Churchill finally looked up, so that he could smirk at him. “I’ve no doubt she is,” he said, in a knowing tone, and Tommy cleared his throat. “So what do you want, then?” Churchill asked, going back to his reading. Tommy rubbed his nose. 

“I need to borrow a plane. A fighter plane.” 

Winston’s sharp eyes snapped up to him over his glasses, and this time, they held. 


Chapter Text

“So,” Ada said, gazing knowingly at Tessa over the top of her shimmering crystal glass. Her first glass. Tessa had had three. “You’re speaking to him again.”

Tessa sighed and leaned her head back on the chaise lounge she was reclining on, balancing her gin on her stomach. She rather strongly disliked gin, but after three glasses, she was willing to admit that the taste had improved somewhat. 

“Yes, I’m speaking to him again. He kidnapped me from my home, I hardly had a choice.”

Ada snorted gently, like she very much doubted that was the case. “And is that all you’re doing with him? Speaking?” 

Tessa turned her head to glare at her. Ada was sitting on the floor in front of the fireplace, cross legged. “You have absolutely no tact,” she accused, avoiding the question. 

“Mm hmm,” Ada said, taking a sip of her gin, like Tessa’s deflection was as good as a confession. Tessa huffed. “Well, whatever you’re doing or not doing, I’m rooting for the two of you.” She set her glass back down on the floor and stretched her slim hands out towards the fire, despite being in such close proximity to its radiating heat. Tessa gave a rather halfhearted laugh. 

“You’re the only one,” she said, thinking about Jack, and her father, and Lucy, and God himself, at that point. 

“And Arthur and John and Polly as well. They’ve missed you, these past few years.”

Tessa didn’t like to think about the past few years. It left a bad taste in her mouth, like the burning gin. 

“Yes, well,” she said, stretching her stocking-covered toes, her heels discarded on the floor. “You can thank Tommy for that.” 

Ada looked at her quizzically, like she was a doctor and Tessa was her long-suffering patient, which, in a way, Tessa supposed was rather true. 

“Have you spoken to him about it?” Ada asked, casually, and Tessa frowned. 

“What do you think?” she retorted, taking another drink of the gin in her lap and lifting her head slightly so that she was able to do so. 
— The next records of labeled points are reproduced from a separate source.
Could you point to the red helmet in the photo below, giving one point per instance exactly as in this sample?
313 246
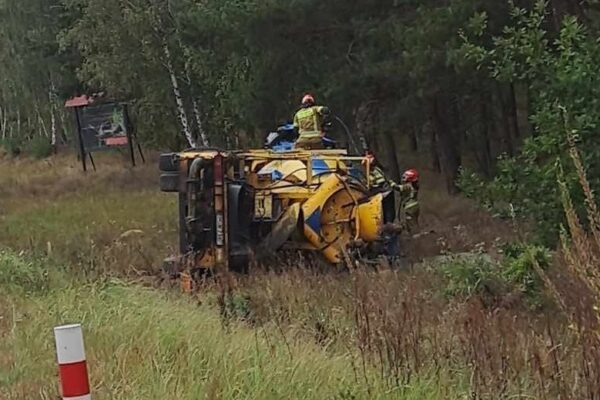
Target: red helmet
370 156
410 176
308 99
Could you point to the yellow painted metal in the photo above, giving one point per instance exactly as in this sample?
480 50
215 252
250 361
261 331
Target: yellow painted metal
314 203
282 229
370 217
263 205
“I think you’re both idiots, frankly, and that most of this could be resolved with one easy conversation.” 

Tessa sat up to stare at her. “An easy conversation? You think that this could be resolved with an easy conversation about personal emotions with Thomas Shelby?” The gin emphasized the incredulity in her voice, and Ada smiled reluctantly. 

“Alright, fine, fine. Maybe not easy. But very likely necessary.” Tessa grumbled something inaudibly and crossed her arms in a defensive position, and Ada shook her head, her dark curls shimmering against the firelight, looking amused. Arthur lumbered back into the room, pointing over his shoulder towards the rest of his house with his thumb as he did so. 

“Jus’ got off the phone with Pol, she’s bringing Karl back in a bit. Been looking after him with Esme.”

“Was he behaving himself?” Ada asked, and Tessa wished for a moment that she had met her when she was younger, and more wild, but from what she had seen of Karl, he had inherited only his mother’s respectable and measured side. 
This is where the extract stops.